Seeing What’s in Front of Us
Seeing and understanding is skill that can be learned.
Mark Gedeon
1/24/20252 min read
Seeing What’s in Front of Us
Years ago, I was offered a job as an office manager for a construction company. It was an unexpected opportunity. At the time, I was teaching high school Algebra and Geometry—a job that, to put it lightly, wasn’t going well. With six large classes and a study hall, I barely had time to breathe.
The manager position came about thanks to the father of one of my students. Jay figured that as a math teacher, I could handle cost estimating and the day-to-day office tasks. He wasn’t wrong—but the job turned out to be so much more than that.
On my first day, he took me to construction sites and began teaching me the basics of quality homebuilding. I learned about footers, cantilevered homes, quoin corners (brick), drywall mudding, crown molding, and chair rail - all details I’d never noticed before. Suddenly, I started to see homes differently. Walking into a house became a new experience. I noticed craftsmanship (or lack thereof) that I’d been blind to before. My perspective had shifted, and I began to realize how much we miss simply because we don’t know what to look for.
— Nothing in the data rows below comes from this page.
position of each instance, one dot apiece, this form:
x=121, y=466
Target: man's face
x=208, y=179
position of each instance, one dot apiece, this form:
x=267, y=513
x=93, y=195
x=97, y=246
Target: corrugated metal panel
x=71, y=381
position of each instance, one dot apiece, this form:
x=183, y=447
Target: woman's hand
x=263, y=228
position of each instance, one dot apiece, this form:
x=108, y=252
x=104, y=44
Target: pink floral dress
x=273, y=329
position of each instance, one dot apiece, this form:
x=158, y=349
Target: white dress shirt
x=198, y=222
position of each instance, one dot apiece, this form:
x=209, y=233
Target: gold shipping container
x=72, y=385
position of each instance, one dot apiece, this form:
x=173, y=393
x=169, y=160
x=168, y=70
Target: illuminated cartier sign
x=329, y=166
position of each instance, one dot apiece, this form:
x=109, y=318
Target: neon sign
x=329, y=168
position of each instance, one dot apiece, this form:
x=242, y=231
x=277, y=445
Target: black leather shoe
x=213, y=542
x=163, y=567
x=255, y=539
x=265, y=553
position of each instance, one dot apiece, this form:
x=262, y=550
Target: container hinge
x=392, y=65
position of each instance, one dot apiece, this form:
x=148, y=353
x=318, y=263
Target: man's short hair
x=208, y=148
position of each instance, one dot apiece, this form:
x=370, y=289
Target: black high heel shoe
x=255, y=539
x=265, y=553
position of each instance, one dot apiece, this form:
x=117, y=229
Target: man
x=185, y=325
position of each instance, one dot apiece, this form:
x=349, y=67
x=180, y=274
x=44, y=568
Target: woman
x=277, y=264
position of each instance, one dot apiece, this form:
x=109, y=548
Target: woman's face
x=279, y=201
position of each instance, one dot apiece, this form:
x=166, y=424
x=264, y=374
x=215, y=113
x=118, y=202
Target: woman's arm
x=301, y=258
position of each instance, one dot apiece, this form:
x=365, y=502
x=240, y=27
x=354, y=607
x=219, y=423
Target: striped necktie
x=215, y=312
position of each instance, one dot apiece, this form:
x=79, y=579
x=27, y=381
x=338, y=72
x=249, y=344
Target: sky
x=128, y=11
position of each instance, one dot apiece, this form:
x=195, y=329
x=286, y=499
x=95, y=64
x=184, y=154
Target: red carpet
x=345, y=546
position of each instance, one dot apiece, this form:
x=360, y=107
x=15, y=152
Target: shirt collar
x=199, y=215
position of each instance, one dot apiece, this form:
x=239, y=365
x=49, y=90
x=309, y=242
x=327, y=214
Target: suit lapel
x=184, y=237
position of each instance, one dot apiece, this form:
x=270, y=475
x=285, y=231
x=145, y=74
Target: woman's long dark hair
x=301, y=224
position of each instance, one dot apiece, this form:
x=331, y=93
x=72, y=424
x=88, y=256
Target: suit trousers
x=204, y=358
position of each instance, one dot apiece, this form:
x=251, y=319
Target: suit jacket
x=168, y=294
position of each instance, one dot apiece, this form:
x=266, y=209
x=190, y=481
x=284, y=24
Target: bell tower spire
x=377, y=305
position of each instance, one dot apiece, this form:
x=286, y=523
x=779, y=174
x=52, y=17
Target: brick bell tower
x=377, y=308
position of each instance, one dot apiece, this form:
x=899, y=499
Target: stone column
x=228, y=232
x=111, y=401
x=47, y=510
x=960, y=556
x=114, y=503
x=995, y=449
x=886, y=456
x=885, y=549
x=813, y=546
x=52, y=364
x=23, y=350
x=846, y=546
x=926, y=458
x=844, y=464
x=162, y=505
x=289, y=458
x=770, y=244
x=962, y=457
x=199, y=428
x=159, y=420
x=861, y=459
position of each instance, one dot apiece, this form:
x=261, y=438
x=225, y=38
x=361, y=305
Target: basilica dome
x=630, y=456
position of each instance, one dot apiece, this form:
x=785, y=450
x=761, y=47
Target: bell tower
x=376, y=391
This lesson stayed with me into my next role as a training manager. Once again, I was in a new environment, learning to "see." At first, everything felt overwhelming and unfamiliar, but after a few months, a pattern emerged.
I noticed a hard-working manager. Outside her office employees would queue up, one or two at a time, waiting to speak with her. One would leave, and another would step in. It wasn’t an occasional thing—it was constant. For a while, I didn’t think much of it. But one day, it hit me like a ton of bricks: the manager was micro-managing.
Her team either lacked confidence to act independently or didn’t know how to make decisions without her input. She was knowledgeable and well-intentioned, but she hadn’t developed her people. They were stuck, and so was she.
By the time I recognized what was happening, it was too late to intervene effectively. She was reassigned to a role that didn’t involve managing a team. While the outcome worked for everyone, it underscored a critical insight: sometimes, we fail to see what’s right in front of us until it’s too late to address it.
Training Managers to See
The ability to recognize what’s happening around you—time management issues, communication breakdowns, or gaps in execution—is a skill that can be developed. It starts with learning how to observe patterns and ask the right questions:
Are team members frequently waiting for your input before they act? This might point to micromanagement or unclear expectations.
Do you find yourself handling the same issues repeatedly? This could indicate a need for better delegation or process improvement.
Are deadlines consistently missed or stress levels high? These might signal time management challenges or an overburdened team.
Helping managers "see what’s in front of them" is a crucial step toward empowering their teams. With the right training and tools, managers can shift from being reactive to proactive, creating an environment where employees are confident, capable, and engaged.
What BizCoachTN can do
Just as my construction job taught me to notice the details in a house, my experience as a training manager taught me to see the dynamics in a team. The key is learning to observe, interpret, and act before problems become crises. With practice, managers can train their eyes to spot growth opportunities - not just for themselves, but for the people they lead.